My favorite part of motherhood is watching you come alive in your gifts and who God made you to be. I expect that I’ll always love seeing how His plans and purposes for you unfold, what an honor I have to walk with you in those discoveries. This past year I have been seeing blooms of creativity sprouting up in you. You have no less than five journals at any given time (and dude, you leave them everywhere), and we regularly find you hunched over one of them with pencil in hand, writing and drawing the world around you. I see you making sense of things, ordering your ideas and thoughts, and expressing your feelings, fears, and dreams through your creativity. More and more, you’re asking if you could have some time by yourself. Time to read, to write, to dream, to tinker, to draw. When people see you, they tend to see your mind first. You’re smart, you’re highly verbal, you’re logical, and your curiosity about the world around you drives you to have an insatiable thirst for all things scientific. But there’s an emerging side of you with which I see you experimenting. I see that you’re sensitive – you deeply feel the hurts, worries, and pain of others. I see that you’re creative – you express yourself with a unique and interesting perspective through writing and drawing. I see that your heart is tender, that you’re loyal, and that you would do just about anything to fix the injustices of the world.
You’re eight years old, buddy. God is doing big things in your life, and He is preparing you even now for His purpose. I like you, Jude. I like you, I love you, and I’m so proud of who you are.

Love,

Mommy

Letters To My Kids (Tatum)

Sweet girl,

Two whole years ago I wrote about your very first days with us. Do you remember them? How new everything was then – for you and for us. I look back in awe of those early moments and days. Every interaction was a veiled question – who are these people? Will they meet my needs? Will they be loving or harsh? What kind of food will they feed me? Do I have to sleep in that dark room? How will they discipline me? Should I be scared? Can I trust them? And for me, every interaction was an attempt to figure you out – Is she scared? Does she feel safe? Does she like peanut butter? Will she want to eat her veggies? Does she understand what I’m explaining?  Is she missing her family? Are the boys being gentle enough? Is she frightened in her room by herself? Does she want me to hold her?

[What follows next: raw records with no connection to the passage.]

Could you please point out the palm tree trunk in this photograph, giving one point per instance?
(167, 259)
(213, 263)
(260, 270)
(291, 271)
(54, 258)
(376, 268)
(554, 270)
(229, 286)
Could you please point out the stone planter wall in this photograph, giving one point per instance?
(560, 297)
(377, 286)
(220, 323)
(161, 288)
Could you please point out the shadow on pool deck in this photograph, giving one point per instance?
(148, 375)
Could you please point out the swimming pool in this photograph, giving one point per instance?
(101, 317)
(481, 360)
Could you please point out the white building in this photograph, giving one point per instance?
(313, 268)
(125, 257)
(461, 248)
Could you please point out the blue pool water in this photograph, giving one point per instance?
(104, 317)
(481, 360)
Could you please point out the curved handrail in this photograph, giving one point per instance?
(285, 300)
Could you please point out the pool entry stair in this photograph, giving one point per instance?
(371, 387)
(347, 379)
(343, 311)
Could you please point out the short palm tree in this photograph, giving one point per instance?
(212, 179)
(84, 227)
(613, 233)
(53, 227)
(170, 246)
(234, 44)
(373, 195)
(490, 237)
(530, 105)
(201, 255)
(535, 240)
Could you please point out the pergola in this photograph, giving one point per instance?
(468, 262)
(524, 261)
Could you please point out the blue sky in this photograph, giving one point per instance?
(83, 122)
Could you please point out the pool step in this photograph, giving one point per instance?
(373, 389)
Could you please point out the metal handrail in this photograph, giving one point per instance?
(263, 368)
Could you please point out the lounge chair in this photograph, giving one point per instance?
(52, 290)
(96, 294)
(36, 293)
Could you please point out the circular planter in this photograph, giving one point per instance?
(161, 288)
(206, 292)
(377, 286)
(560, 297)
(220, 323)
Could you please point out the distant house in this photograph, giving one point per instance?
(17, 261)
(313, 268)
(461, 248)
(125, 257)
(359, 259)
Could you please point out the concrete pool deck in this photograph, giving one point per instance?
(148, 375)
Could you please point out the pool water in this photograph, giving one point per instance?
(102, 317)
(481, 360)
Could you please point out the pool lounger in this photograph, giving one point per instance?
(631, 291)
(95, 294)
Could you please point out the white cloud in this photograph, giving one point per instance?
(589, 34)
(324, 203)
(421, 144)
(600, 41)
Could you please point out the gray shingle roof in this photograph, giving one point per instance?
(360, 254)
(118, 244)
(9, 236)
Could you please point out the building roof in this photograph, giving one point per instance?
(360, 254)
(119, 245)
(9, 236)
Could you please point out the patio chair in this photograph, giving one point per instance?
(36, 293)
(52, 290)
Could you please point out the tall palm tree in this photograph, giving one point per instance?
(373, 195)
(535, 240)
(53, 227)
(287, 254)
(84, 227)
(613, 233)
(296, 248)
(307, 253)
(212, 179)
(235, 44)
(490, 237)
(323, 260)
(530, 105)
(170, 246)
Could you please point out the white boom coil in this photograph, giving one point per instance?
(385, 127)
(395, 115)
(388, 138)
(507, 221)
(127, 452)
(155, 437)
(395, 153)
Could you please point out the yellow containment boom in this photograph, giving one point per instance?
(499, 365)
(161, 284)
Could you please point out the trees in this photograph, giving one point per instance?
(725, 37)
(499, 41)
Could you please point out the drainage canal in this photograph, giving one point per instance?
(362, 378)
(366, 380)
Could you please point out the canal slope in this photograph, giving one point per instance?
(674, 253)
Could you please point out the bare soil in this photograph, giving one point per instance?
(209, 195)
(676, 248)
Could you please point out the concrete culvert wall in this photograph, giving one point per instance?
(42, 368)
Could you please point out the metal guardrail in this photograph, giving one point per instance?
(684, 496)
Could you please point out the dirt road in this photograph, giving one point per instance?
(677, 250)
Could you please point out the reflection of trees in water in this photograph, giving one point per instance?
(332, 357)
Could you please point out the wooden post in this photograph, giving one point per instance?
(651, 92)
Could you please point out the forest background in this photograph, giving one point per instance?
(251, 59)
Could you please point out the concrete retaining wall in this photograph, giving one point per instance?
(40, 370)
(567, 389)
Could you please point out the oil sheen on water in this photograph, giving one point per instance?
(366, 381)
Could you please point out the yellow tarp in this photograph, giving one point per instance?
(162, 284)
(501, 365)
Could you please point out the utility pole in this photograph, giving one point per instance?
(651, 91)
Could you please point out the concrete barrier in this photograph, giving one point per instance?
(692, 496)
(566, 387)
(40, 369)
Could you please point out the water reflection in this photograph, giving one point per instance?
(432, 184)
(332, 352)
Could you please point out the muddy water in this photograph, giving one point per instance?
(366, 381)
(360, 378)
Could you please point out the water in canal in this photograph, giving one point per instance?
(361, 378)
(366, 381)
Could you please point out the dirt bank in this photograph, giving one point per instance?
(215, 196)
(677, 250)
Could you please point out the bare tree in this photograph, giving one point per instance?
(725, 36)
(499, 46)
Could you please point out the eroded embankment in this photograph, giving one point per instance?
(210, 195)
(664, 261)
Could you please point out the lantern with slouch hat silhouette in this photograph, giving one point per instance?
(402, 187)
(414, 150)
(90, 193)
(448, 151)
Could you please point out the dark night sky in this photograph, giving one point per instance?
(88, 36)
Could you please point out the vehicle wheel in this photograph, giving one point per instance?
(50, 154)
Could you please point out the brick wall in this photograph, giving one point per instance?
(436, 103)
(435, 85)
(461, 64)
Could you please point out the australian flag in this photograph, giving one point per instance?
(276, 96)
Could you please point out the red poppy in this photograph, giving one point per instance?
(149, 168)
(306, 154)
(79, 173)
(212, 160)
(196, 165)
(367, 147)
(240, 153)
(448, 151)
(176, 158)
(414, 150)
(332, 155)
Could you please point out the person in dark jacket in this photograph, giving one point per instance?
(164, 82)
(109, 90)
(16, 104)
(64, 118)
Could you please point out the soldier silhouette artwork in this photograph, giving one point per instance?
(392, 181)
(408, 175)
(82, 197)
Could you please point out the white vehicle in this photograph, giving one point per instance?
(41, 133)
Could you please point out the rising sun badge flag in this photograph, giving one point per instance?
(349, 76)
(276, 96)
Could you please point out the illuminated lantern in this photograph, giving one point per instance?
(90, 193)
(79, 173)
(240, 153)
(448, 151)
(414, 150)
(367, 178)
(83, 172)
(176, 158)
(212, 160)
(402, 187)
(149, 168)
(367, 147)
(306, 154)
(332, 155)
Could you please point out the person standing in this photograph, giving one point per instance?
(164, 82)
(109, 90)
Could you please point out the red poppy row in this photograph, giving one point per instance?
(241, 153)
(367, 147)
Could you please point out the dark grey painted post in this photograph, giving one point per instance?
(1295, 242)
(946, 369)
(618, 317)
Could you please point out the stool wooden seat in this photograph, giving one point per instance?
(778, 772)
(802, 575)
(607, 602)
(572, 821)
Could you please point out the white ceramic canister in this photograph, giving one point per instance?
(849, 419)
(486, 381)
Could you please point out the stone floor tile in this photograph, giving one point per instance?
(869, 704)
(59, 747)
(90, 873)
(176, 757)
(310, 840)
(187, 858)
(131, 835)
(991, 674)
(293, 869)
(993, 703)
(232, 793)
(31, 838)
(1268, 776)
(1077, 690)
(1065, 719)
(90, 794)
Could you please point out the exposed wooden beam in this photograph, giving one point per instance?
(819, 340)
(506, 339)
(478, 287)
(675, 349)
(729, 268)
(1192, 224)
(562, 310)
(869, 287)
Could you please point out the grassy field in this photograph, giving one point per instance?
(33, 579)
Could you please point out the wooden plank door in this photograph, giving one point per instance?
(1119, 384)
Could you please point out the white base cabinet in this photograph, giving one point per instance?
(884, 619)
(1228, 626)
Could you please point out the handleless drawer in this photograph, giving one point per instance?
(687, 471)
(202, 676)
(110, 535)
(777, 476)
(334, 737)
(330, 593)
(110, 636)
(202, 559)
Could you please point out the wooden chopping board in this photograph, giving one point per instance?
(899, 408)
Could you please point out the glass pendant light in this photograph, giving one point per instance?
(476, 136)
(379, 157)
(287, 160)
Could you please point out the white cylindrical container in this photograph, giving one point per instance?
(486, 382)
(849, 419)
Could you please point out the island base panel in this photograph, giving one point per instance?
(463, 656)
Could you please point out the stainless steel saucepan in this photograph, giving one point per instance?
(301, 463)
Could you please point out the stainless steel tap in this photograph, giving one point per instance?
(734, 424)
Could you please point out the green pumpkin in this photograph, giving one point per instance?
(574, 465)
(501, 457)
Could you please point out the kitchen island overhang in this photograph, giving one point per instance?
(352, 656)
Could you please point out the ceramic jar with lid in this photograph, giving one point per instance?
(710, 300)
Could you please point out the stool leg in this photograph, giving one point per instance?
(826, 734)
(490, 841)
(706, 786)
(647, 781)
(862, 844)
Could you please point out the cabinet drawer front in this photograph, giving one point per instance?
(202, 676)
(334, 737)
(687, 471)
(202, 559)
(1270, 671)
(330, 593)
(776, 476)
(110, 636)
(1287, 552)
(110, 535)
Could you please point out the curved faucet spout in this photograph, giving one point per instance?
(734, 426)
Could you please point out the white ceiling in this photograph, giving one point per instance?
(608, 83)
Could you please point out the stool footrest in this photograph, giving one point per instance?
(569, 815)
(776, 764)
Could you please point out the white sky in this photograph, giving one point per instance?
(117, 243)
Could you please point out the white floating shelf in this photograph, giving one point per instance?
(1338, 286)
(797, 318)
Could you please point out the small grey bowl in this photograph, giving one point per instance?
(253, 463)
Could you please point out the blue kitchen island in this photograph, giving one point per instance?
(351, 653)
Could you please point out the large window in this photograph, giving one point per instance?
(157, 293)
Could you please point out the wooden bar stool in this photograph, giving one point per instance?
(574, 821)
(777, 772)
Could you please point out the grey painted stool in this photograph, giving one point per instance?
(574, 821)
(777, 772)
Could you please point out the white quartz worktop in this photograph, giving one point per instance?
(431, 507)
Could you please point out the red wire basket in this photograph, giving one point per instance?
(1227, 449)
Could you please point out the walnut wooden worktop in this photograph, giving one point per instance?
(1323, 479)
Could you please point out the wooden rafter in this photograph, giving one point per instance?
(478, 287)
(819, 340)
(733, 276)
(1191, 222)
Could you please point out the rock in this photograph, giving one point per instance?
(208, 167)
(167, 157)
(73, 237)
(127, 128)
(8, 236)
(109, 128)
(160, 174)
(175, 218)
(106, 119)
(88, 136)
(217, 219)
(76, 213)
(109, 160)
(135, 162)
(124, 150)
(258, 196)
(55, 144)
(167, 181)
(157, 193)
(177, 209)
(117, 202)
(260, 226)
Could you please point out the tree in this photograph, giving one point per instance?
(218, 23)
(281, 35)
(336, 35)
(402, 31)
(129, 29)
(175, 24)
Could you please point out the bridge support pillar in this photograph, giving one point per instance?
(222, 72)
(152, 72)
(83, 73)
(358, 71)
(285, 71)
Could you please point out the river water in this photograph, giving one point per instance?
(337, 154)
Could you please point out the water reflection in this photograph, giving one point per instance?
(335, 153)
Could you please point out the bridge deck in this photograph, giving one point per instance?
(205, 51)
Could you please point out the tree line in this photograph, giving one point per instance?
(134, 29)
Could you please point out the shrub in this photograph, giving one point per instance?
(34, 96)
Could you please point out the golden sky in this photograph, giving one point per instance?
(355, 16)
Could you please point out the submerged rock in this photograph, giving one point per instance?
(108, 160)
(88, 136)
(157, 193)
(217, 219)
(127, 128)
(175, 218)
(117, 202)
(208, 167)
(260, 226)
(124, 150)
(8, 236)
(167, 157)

We were both so young, weren’t we? From the moment I saw you, my lovely, I had big dreams for you. I had big dreams of adoption, of healing, of health, and of fierce love. But you want to know the dream I remember most clearly? I had the simple dream of you running into my outstretched arms, squealing, “Mommy!”

Two years later, and you have our last name. When I sign papers for you, I can sign the “parent” line, instead of the “guardian” line. Two years later I can tell you – almost every day – that I’m so grateful that I get to be your Mommy forever, that I will never stop loving you. Two years later, and you run into my arms, squealing, “Mommy!” more times than I can count. It’ll never get old, I will never take it for granted.

My daughter, you are a treasure to our family. A treasure that we prayed for, worked for, fought for, and are overwhelmed with gratitude about. God has big plans for you, my sweet brown eyes. And you can bet I’ll be with you every step of the way. You have my heart, Tatum.